We went out a few times, to see where dad was going. Is this a road? Well...not really. Are we crossing the creek?! Oh yes, I do it all the time. But there's no bridge! Just hang on. I smile....how many times did I hear that, "Just hang on!". How much further? Are there bears? Oh yes, lots of bears. So many animal stories.....wolves, cougars, moose, fish the size of Friday, if you could only get a rod in there and catch them. Or have the time to.

Us kids would watch from the upstairs window of the new house, waiting for dad. There he was in a swirl of dust and grime, his hat on, moustache full of exhaust and prickly as he raised us over his head, laughing and saying, "Just wait, I've got to fuel up, just wait a bit. Go on in. I'll be right there. You want a ride in the hoe? Alright, hop in, we'll ride to the house." Favorite thing!! Up, up the orange metal stair and into the cab that smelled of rubber, leather gloves, and a hard day's work.

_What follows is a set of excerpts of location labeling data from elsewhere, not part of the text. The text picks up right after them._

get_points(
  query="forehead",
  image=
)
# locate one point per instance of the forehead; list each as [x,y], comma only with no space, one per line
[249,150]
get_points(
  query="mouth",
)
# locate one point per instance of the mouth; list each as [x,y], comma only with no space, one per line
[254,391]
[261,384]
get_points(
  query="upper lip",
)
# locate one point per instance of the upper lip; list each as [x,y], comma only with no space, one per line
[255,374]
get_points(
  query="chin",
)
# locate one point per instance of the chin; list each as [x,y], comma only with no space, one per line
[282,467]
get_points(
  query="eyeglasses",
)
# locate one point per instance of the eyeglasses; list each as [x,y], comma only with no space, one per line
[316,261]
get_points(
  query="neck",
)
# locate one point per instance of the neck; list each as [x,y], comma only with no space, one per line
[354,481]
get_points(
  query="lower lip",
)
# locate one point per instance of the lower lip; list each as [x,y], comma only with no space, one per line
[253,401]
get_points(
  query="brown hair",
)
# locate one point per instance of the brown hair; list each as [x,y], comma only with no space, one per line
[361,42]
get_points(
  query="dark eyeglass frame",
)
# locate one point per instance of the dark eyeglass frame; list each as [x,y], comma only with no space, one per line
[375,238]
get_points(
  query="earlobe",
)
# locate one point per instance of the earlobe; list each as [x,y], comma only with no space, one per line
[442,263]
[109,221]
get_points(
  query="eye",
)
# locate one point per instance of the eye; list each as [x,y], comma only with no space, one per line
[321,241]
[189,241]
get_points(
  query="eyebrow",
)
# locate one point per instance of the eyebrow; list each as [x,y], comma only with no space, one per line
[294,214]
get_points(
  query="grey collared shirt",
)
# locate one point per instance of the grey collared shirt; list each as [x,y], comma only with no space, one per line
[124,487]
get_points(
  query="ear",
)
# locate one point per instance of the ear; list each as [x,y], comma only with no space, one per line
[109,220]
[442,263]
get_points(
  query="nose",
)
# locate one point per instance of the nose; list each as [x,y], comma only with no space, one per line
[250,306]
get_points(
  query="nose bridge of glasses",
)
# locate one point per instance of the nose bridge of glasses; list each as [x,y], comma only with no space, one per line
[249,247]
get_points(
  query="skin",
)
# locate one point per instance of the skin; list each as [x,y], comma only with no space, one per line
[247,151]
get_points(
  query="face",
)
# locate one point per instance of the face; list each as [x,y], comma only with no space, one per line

Years went by, and the office went from a pile of papers on the kitchen counter and a mobile radio that squawked all the live-long day, to a trailer you got to by walking across the yard by the garden. One time my banana-seat blue-sparkly bike got run over by the gravel truck. Well, it wasn't mine anymore, it was my sister's, but still it was hard to see it go that way. I talked to the guys often, as they trooped in the house with a question or stood shooting the breeze in the cool of the shop. I heard stories of washed-out culverts, impassable roads, places where you could get a huge piece of pie and a coffee for almost nothing. Stories of break downs, the near miss, the lost driver from the city who had to get pulled out of the ditch. And dust, always dust and diesel, and little oil slicks on the puddles in spring time. Working six days a week, early morning, late night. Supper waiting on the stove. A bit of fried egg on a plate to say someone was at the table, long before the sun stole onto my bed and woke me up for school.

More years, and the office moved to town. The shop too, and now it stands by the highway, a big sign and a big Canadian flag. We always had the flag; we were Canadian. The yard was quiet now, the shop empty but for the riff-raff leftovers that belonged to the domestic life. No more convoys of gravel trucks rolling down the driveway, quick get off the road with your bike! Life and business separated. The house was left for a bigger one. There were horses -- real horses that you paid money for, not the Paint with the matted mane and broken hooves that would stand stock still for no reason at all and had to be moved on with a good deal of boot action. There was more stress but less dust - computers, not piles of paper held down with a rock. More desk chair, less fresh air.

When I finish the cleaning, lock up and walk out to my car, I look up and see the lone rubber-tired hoe on the sign. "McPhee Construction. Quality work". In brown and tan, just like the old Ford we had in 1979, and the business cards we were so proud to sniff, crisp and new in the packages. It's a strong emotion, and it hits me sometimes when I hear people talk, about oh, the money, and when they demand things, and complain, and take advantage. If they could see the mud, sweat and tears that went into that first lone backhoe, and all the bills and sacrifices. To me, it's as clear as the creek water flowing over the pit run. I lean out the window and smell the pines and the diesel, and I know.